The cleanest solution is to finalize the SAP before the blinded review. When this is not operationally feasible—because the SAP development requires information about data quality that the blinded review provides—the review and the SAP finalization must be separated in time, with the review conducted by a party who is not part of the SAP development team and who communicates only non-inferential data quality information to the SAP team.


When the deadline is missed

The SAP is sometimes finalized after the database is locked, or after the primary analysis has been run in draft. This is not always disclosed clearly; the SAP document may bear a finalization date that is technically before the final analysis report, without disclosing that the SAP was finalized after interim data were examined or after the primary analysis was run in a blind-broken version.

When this occurs—when the SAP finalization was not independent of the data—the consequence for the trial’s credibility is specific. The primary analysis is not wrong in the sense that it was incorrectly executed. It may be wrong in the sense that the analysis choices—the model specification, the sensitivity analysis list, the hierarchical order—were shaped by the data rather than by the scientific question. The type I error rate for the primary test is nominally controlled by the pre-specified alpha level, but the actual error rate is inflated by the adaptive choice of analysis method—an inflation that is not reflected in the p-value.

This is the professional consequence of a missed SAP deadline. Not a finding of misconduct, but a finding of insufficient documentary evidence that the analysis was pre-specified. The trial’s result is credible only to the extent that the analysis choices can be shown to have been made before the data, and when the SAP finalization timestamp does not support that showing, the credibility is weakened.

The remedy for a missed deadline is not a corrective action after the fact. It is a governance system that prevents the miss—that treats the SAP finalization as a binding event on the project timeline, with the same urgency and the same escalation path as regulatory submission deadlines.


What this section demands before proceeding

Before the adaptive rule lock requirements of Section 8.2 can be addressed, the protocol and SAP content requirements must be mapped to the specific trial being designed.

For each required element—estimand, endpoint definition, ICE strategy, interim plan, co-primary rule, subgroup list, randomization scheme, adaptive rule at protocol level—the responsible party and the finalization deadline must be identified. For the SAP—the hierarchy, the primary analysis model, the sensitivity analyses, the missing data plan, the adaptive rule details—the finalization deadline relative to the data access timeline must be established, and the blinded review boundary must be specified.

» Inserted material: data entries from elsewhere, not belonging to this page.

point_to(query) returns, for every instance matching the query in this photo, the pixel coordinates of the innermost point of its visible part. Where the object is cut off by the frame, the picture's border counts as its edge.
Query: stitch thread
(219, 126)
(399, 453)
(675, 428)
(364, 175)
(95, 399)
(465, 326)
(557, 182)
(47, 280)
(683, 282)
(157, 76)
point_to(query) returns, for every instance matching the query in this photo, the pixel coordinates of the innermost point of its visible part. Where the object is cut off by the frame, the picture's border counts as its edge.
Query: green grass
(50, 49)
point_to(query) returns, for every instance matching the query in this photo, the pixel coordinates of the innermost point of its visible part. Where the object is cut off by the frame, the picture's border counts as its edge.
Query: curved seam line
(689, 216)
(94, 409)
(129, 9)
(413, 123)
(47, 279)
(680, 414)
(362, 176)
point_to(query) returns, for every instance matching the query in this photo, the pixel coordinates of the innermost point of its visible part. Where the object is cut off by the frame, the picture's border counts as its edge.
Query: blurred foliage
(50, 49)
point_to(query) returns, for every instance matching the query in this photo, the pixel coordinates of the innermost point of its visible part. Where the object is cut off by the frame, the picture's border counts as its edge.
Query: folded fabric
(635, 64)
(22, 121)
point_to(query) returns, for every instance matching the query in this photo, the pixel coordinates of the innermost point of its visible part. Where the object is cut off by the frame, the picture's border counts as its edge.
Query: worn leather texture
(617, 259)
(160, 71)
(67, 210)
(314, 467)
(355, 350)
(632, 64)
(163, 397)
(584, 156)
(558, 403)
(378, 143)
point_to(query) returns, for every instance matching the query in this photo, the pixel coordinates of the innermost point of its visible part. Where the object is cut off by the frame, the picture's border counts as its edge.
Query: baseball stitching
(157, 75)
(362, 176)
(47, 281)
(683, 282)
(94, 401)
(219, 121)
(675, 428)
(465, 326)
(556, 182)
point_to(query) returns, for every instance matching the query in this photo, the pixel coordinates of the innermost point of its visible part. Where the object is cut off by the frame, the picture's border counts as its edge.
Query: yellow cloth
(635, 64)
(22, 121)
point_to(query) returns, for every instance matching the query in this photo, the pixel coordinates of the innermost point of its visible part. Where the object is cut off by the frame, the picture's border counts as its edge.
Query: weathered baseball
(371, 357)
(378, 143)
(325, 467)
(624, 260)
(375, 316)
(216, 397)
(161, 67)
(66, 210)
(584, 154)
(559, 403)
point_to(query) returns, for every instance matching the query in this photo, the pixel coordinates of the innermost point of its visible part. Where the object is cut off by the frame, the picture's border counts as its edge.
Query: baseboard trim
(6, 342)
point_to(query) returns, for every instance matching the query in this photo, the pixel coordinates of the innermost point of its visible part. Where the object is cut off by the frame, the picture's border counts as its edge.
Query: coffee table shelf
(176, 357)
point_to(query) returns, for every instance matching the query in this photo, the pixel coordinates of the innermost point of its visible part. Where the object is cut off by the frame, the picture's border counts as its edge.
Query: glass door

This mapping is not bureaucratic planning. It is the design team’s recognition that the quality of the trial’s evidence depends as much on the governance of these documents as on the scientific quality of the decisions they contain. A scientifically correct estimand in a protocol that was finalized after three patients were enrolled is a scientifically correct estimand that the regulatory agency cannot verify was not modified after enrollment revealed something about the population. A hierarchical testing order that reflects genuine clinical priorities but was finalized after the SAP development team had seen blinded outcome distributions is a hierarchy that cannot be verified as independent of the data.

The document and the timestamp together establish the pre-specification. Neither alone is sufficient.


References: ICH E9 Statistical Principles for Clinical Trials (1998); ICH E9(R1) Addendum on Estimands (2019); FDA Guidance for Industry, Adaptive Designs for Clinical Trials (2019); EMA Guideline on the Investigation of Subgroups in Confirmatory Clinical Trials (2019); CONSORT 2010 Statement.